SZ-Kommentar:Kundus ist nicht Kandahar

Peter Münch

(SZ vom 23.11.2001) - Fällt Kundus? Auf diese Frage hat sich in den vergangenen Tagen viel Aufmerksamkeit im Afghanistan-Krieg konzentriert. Die Provinzstadt ist zum Schauplatz einer mit aller Macht geführten Schlacht geworden - und zum Ausgangspunkt unzähliger Spekulationen und widersprüchlicher Meldungen.

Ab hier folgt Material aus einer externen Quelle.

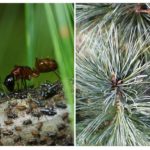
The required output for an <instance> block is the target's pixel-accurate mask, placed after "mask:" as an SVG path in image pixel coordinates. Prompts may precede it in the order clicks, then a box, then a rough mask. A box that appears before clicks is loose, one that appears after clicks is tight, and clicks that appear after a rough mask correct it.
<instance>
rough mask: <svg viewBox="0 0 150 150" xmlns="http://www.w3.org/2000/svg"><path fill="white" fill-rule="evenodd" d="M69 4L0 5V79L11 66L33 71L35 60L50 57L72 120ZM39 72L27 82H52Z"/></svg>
mask: <svg viewBox="0 0 150 150" xmlns="http://www.w3.org/2000/svg"><path fill="white" fill-rule="evenodd" d="M73 7H74V6H73V4H46V3H45V4H27V3H26V4H0V78H1V82H3V81H4V79H5V76H6V75H8V74H9V73H10V71H11V70H12V69H13V67H14V65H23V66H29V67H31V68H34V65H35V58H36V57H38V58H45V57H50V58H54V59H55V60H56V61H57V63H58V66H59V69H58V73H59V75H60V76H61V80H62V83H63V85H64V91H65V95H66V99H67V101H68V104H70V106H71V115H72V118H73V84H72V83H73V77H74V76H73V74H74V65H73V61H74V60H73V58H74V56H73V54H74V50H73V49H74V22H73V20H74V11H73V10H74V8H73ZM57 79H58V78H57V76H56V75H55V74H54V73H53V72H51V73H43V74H41V75H40V76H39V77H38V78H35V79H32V81H30V82H29V83H32V84H34V85H38V84H40V83H41V82H42V81H45V80H50V81H52V82H53V81H56V80H57Z"/></svg>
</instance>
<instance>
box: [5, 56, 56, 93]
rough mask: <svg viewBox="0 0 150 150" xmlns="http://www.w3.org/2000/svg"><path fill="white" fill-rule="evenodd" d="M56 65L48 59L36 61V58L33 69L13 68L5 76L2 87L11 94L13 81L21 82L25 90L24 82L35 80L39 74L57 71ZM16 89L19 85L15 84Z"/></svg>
mask: <svg viewBox="0 0 150 150" xmlns="http://www.w3.org/2000/svg"><path fill="white" fill-rule="evenodd" d="M57 66H58V65H57V63H56V61H55V60H53V59H50V58H43V59H38V58H36V62H35V69H31V68H30V67H28V66H15V67H14V69H13V70H12V71H11V72H10V74H9V75H7V76H6V78H5V81H4V85H5V86H6V88H7V89H8V90H9V91H10V92H12V91H14V87H15V81H18V80H21V83H22V85H23V86H24V87H25V88H27V84H26V80H31V78H36V77H38V76H39V75H40V73H45V72H51V71H55V70H56V69H57ZM17 86H18V89H19V85H18V84H17Z"/></svg>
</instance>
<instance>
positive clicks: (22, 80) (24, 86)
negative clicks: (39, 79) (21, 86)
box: [21, 78, 25, 89]
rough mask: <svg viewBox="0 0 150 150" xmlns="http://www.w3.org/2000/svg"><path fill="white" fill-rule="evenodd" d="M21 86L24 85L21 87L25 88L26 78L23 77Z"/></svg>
mask: <svg viewBox="0 0 150 150" xmlns="http://www.w3.org/2000/svg"><path fill="white" fill-rule="evenodd" d="M21 86H22V87H21V88H22V89H24V88H25V83H24V79H23V78H22V79H21Z"/></svg>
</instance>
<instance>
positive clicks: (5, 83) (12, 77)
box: [4, 74, 15, 92]
mask: <svg viewBox="0 0 150 150" xmlns="http://www.w3.org/2000/svg"><path fill="white" fill-rule="evenodd" d="M4 85H5V86H6V88H7V89H8V90H9V91H10V92H12V91H13V90H14V86H15V78H14V75H13V74H9V75H7V76H6V78H5V81H4Z"/></svg>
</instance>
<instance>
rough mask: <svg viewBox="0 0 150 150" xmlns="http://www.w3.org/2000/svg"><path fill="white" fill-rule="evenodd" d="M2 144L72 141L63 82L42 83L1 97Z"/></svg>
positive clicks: (1, 122)
mask: <svg viewBox="0 0 150 150" xmlns="http://www.w3.org/2000/svg"><path fill="white" fill-rule="evenodd" d="M0 113H1V117H0V144H1V145H5V146H9V145H49V146H50V145H53V146H54V145H73V134H72V130H71V127H70V120H69V113H68V106H67V104H66V101H65V99H64V94H63V91H62V88H61V84H60V83H58V82H57V83H54V84H50V83H47V82H46V83H43V84H42V85H40V87H38V88H28V89H26V90H21V91H17V92H13V93H10V94H8V95H5V94H3V96H1V98H0Z"/></svg>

Die dort eingeschlossenen Taliban sollen sich, so verkündet nun der Nordallianz-General Raschid Dostum schon zum zweiten Mal in dieser Woche, zur Aufgabe der Stadt bereit erklärt haben. Am Sonntag soll die Übergabe erfolgen. Bis Sonntag freilich kann noch viel geschehen, und am Donnerstag wurde zunächst weiter heftig um Kundus gekämpft.

Dafür gibt es mindestens zwei Erklärungen, die zeigen, wie verworren die Lage in Kundus ist. Zum einen mag es sein, dass Dostum nur für die Usbeken-Fraktion in der Nordallianz spricht und die Tadschiken, die von der anderen Seite aus angreifen, wenig von seinen Abkommen halten.

Zum anderen sind auch die Eingeschlossenen in Kundus gespalten. Die Afghanen könnten zum Abzug bereit sein, doch die anderen - Araber, Tschetschenen, Pakistaner und sonstige Dschihadis - dürften den Märtyrertod vorziehen.

Die Entscheidungsschlacht aber wird in Kundus ohnehin nicht geschlagen. Die Stadt ist nur eine paschtunische Enklave im Feindesland, nicht zu halten und mittlerweile ohne strategische Bedeutung. Die Taliban werden ihren Kampf auf den paschtunischen Süden und Osten konzentrieren.

Sie werden versuchen, sich in Kandahar so lange wie möglich zu halten, und wenn sie auch diese Stadt verlieren, dann werden sie in den Bergen weiterkämpfen. "Bis zum Tod" - das hat Mullah Omar angekündigt, und es ist gewiss keine leere Phrase.